砲戦距離二万
「まさか、そんなの不可能です」
「旅順では、要塞砲の射程外から市街地を、推定二万メートルで撃っている」
「ですが動かない陸上目標です。移動する艦艇に命中させるなど」
「敵は、二万メートルからの砲撃、いや我々の射程外から砲撃することを狙っている可能性がある」
「まさか」
「敵艦回頭! 右九〇度回頭! 並走しています! 発砲!」
「また来るか」
再び砲弾の雨が降り注ぎ、インペラトール級の周辺に水柱が立ち上がる。
「水柱の立ち上がり方が違いますな」
先ほどまでは海面の表面で爆発していたため水柱が低かった。
しかし、今では高い水柱を上げている。
「砲弾を変えてきたか。多分徹甲弾だ」
これまで日本海軍は榴弾を使っていた。
お陰で上部構造物は破壊されていた。
「連中、景気よく撃ったので榴弾が無くなったのでは」
参謀長としては嬉しかった。
下瀬火薬のせいで火災が発生しているし、上部構造物がかなり破壊されていた。
その被害が少なくなるだけでも良い。
徹甲弾は装甲を貫通できないし、鉄の塊にすぎず、運悪く弾道上にいなければ、被害は少ない。
ハズだった。
異変は直後に起こった。
「右舷中央部に砲弾命中! 石炭庫に到達!」
「馬鹿な!」
報告を聞いた参謀長は、驚愕し否定しようとした。
中央部はバイタルパートであり装甲で防がれている。
それを貫通したのが信じられない。
「何かの間違いだろう。そもそも、どうして右舷石炭庫に砲弾が命中するのだ」
敵は左舷側にいるのであり、右舷にはいない。
「甲板に穴が空いていました! 砲弾はそこから入ってきたようです!」
「どうやったらそんな事が出来るんだ」
「上空から降り注いできたか」
レーマンは空を見ながら言った。
「どういうことです」
「ボールを遠くへ投げるときと同じだ。高さをつけるとよく飛ぶ。だがボールは上から落ちてくる。
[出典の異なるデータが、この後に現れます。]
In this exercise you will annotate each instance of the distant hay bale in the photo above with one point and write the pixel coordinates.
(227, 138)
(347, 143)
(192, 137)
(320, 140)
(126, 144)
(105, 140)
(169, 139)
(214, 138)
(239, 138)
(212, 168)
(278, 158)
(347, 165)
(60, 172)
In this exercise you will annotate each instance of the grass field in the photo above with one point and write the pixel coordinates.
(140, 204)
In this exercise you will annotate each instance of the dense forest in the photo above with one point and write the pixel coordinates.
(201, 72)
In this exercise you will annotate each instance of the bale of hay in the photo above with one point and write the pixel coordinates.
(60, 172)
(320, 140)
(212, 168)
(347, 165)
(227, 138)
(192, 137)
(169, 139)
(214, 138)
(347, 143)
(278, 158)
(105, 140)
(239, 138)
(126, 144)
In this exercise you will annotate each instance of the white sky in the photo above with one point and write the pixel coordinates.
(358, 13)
距離を取ったために、砲弾が上空から降り注ぐんだ」
「そんな……」
「ああ、不味いことになった」
「どういうことです」
「甲板の装甲はそれほど厚くはない」
当時の海戦は、水平射撃が主だ。
距離は一万メートル以下のため、相手を狙って撃てば良い。
主砲の仰角が一五度以下の大砲が多いのも、水平射撃のためだ。
遠距離射撃は、技術も活用法もないため、ごく一部を除き考えられていない。
そのため、防御側も水平射撃、横から飛んでくる砲弾への対処しか考えていない。
垂直装甲、船体の側面に分厚い装甲を装着することで十分に防げると考えていた。
上空から落ちてくる砲弾など存在しなかったため、まぐれで甲板に落ちても、弾いて反対舷へ跳ね飛ばす程度の強度、三インチ程度の装甲板しかない。
上空から垂直に近い角度で落ちてきた砲弾に耐えられる程厚くはない。
「連中は上空から砲弾を落とし、薄い甲板の装甲を貫くつもりだ」
ゲオルギーの指導で建造されたインペラトール級だが、タービンが手に入らず、速力が遅くなってしまった。
三笠を初めとする標準戦艦を越える戦艦として建造するため、何処か無理をする必要があった。
相手を上回る攻撃力が無ければ話にならない。
そして、追いつけなければ攻撃の機会はない。
そのため、防御力を削った。
遠距離砲撃が行われるのは十年後の大戦までないと判断してのことだ。
だが、鯉之助は容赦なく二万メートルの遠距離射撃を狙いインペラトール級、いや世界の弩級戦艦を圧倒しようとした。
性能の差は歴然としている。しかし、レーマンは諦めなかった。
「此方も砲撃だ!」
「射程外です」
「着弾点を元に、データを出せ」
「了解!」
レーマンの命令に従い、彼らは砲撃準備を始めた。
「敵艦発砲! 直撃来ます!」
直後、皇海の砲弾がインペラトール・ピョートル一世を捉えた。
一発が、第三砲塔、弾薬庫の甲板装甲を貫通し、弾薬庫に到達した。
「第三砲塔被弾! 大破!」
「弾薬庫注水! 誘爆を防げ!」
艦長が応急指揮を命じている間にレーマンは被弾箇所を覗いた。
「司令官、危険です」
誘爆の危険があり参謀長が止めるがレーマンは聞かずに覗き込む。
甲板の砲弾痕を見ると砲弾は、斜めに入ったのに弾かれず、装甲に突入していた。
幾ら薄い装甲でも通常なら滑って反対側へはじき返す。